I left my dog who I loved as dearly as I’ve ever loved a human (to clarify, I really thought I’d get her back!). My job, that gave me the pride to wake up every day. My relationship that was crumbling but worthy of more respect than I gave it. I even disrespected the cancer that I was in remission from by treating my body like it was a trash can. But that’s a story for another day. I lit the match, got on a plane, and told absolutely no one what my plan was because, let’s be real honest here, I had no plan.

All I knew is I needed out and there were two ways out in my mind. To leave or to sink into a despair so low that I’d rather be dead.

But here’s the thing about resilience.
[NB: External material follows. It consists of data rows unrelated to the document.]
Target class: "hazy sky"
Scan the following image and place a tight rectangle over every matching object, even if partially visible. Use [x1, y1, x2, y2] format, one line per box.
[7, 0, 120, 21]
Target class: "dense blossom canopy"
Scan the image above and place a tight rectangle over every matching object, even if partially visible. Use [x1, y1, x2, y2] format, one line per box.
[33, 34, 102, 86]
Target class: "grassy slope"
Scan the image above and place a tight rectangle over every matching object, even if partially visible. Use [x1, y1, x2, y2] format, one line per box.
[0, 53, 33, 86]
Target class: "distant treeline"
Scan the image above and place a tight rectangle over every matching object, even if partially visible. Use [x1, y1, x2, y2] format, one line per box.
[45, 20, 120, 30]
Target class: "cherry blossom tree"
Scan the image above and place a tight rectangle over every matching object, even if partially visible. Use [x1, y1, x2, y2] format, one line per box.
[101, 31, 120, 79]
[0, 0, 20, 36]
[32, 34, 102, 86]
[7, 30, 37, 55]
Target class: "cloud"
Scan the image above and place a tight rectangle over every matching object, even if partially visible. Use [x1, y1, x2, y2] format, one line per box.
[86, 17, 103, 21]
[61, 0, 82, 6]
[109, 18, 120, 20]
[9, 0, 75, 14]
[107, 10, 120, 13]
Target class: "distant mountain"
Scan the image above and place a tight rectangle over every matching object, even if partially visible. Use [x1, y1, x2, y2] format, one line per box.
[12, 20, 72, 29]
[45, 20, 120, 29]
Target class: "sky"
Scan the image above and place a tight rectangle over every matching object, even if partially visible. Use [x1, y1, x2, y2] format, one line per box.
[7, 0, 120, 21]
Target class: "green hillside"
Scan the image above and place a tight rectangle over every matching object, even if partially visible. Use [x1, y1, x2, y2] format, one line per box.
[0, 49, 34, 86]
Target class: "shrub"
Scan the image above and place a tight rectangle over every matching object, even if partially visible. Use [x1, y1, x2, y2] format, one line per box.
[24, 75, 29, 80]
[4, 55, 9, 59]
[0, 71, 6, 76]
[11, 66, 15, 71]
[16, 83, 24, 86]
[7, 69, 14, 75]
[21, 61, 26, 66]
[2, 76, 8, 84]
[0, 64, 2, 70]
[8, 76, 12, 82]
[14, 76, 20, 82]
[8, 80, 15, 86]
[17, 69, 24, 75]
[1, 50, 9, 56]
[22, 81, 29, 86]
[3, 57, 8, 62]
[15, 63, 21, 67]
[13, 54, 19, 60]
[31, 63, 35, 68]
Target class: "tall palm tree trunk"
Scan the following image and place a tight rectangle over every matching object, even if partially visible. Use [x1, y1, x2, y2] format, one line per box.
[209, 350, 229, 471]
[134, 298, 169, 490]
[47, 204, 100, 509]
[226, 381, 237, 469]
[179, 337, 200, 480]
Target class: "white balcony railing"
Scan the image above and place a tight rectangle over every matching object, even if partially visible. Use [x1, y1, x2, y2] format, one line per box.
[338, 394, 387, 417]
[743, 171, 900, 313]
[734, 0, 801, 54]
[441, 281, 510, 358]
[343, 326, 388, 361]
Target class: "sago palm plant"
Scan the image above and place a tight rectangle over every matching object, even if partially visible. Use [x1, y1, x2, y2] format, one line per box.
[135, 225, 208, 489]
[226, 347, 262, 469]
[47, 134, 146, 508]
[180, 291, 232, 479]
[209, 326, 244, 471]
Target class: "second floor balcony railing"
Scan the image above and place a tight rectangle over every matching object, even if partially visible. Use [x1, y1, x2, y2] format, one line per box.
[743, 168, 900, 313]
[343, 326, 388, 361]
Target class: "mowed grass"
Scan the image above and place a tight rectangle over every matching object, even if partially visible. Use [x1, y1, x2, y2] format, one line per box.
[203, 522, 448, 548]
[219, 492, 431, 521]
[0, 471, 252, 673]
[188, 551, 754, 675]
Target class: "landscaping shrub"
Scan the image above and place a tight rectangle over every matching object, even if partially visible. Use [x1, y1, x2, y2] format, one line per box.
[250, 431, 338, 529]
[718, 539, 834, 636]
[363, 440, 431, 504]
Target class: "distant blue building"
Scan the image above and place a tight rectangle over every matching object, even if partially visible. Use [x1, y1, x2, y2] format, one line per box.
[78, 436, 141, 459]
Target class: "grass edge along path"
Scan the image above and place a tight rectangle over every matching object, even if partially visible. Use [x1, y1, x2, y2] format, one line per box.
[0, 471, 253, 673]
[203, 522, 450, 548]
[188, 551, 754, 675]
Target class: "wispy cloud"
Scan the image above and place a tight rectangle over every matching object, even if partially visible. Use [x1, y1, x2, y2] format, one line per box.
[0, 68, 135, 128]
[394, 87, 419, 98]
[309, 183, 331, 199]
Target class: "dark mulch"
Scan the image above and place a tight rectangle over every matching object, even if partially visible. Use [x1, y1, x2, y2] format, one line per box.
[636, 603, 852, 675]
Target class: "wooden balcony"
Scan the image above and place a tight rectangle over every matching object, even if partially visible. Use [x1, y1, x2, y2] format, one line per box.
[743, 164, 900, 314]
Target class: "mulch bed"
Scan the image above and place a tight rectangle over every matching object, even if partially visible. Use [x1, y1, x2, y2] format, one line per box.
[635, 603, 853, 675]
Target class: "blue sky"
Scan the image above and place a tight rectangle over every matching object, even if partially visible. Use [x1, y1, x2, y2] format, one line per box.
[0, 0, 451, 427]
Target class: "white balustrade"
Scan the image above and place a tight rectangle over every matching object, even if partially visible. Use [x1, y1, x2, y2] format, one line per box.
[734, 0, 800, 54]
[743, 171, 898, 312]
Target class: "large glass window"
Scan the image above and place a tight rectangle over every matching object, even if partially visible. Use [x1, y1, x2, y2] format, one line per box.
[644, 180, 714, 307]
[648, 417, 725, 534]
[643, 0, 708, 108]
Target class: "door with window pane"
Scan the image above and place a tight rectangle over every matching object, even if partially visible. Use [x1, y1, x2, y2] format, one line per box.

It will surprise you. I didn’t die. And while I continued to stay in the pit, I was at least searching for a way out. I was pushed, whether by God or a will to survive, to seek the shelter of unconditional love. I wasn’t ready to reveal myself but I surrounded myself by people who would listen when that time came. So, who am I writing this for? The sufferer or the saviors? A little of both, I suspect.

What worked for me?

  1. Therapy
  2. Connection
  3. Setting goals and searching for purpose
  4. Nature
  5. Spirituality
  6. Forgiving myself
  7. Saying it all out loud
  8. Laughter

If you’re suffering and you want out, you have to aggressively pursue whatever might heal you and you have to do so in a selfish way. By selfish, I mean – feel free to fire your first therapist (or five). It’s ok to pick and choose who you will connect with – those that love you will understand that you need to focus on what will heal your heart and soul and will not be hurt by playing second fiddle right now. Find a goal, any goal, even if it’s just waking up the next day and then give yourself massive credit when you get there. Get out of the house, off the couch, and force yourself to explore the beauty of the world. Take a walk, listen to music, take a class, go for a drive – get into nature. Believe in something other than yourself – meditate, go to church, read about resilient people. When you’re ready, start to forgive yourself. This can be harder than forgiving others but it starts with giving yourself a pass. Learn from your mistakes, sure, but remember that you are worthy of love and a second chance. Laugh. Whatever it takes, find something that makes you giggle. For me, it was Imgur. I don’t know why but scrolling through a feed on Imgur was easier than watching a funny movie. It allowed me to distract my mind long enough that I could fall asleep, stop crying, and see that there was still joy and laughter out there.

And if you’re the one hurting because you can’t help the one hurting? Here’s a few things that I responded to but, we’re all different so you can take this (as with everything else I say) however you want:

  1. Listen to them.
  2. Love them.
  3. Respect their need for space.
  4. Ask what you can do then do it.
  5. Try to put yourself in their shoes.
  6. Acknowledge the difficulty of their struggle.
  7. Check up on them – often.
  8. Take care of yourself too.

And then a few suggestions about what NOT to do. Don’t:

  1. Judge
  2. Assume you know what they’re going through.
  3. Say, “why didn’t you tell me sooner?”
  4. Tell them to move on.
  5. Avoid them.
  6. Try to “fix” them or the situation.
  7. Say, “You don’t look that sick.”
  8. Offer unsolicited advice.
  9. Project the future (You’ll meet someone better. That job wasn’t good for you anyway. Time heals. They’re in a better place. etc.)

That’s a lot to take in, I know. And if you love someone who is struggling, it will feel like you’re walking on eggshells. All.the.damn.time. But, I’ll leave you with a quote that I think is apt. Before I do that, though, I want to say that the most important thing is checking in and being available. For someone who is hurting to just know that people love them – that is huge. At the very minimum, they might at least consider who would be hurt if they weren’t around anymore. So, anyway, the quote:

“The friend who can be silent with us in a moment of despair or confusion, who can stay with us in an hour of grief and bereavement, who tolerate not knowing….not healing, not curing…that is a friend who cares.” – Henri Nouwen

Good luck out there friends. It does get better. And if your life is whole and you are happy, as I am now, don’t forget to be that friend who checks in and gives their time when times are hard.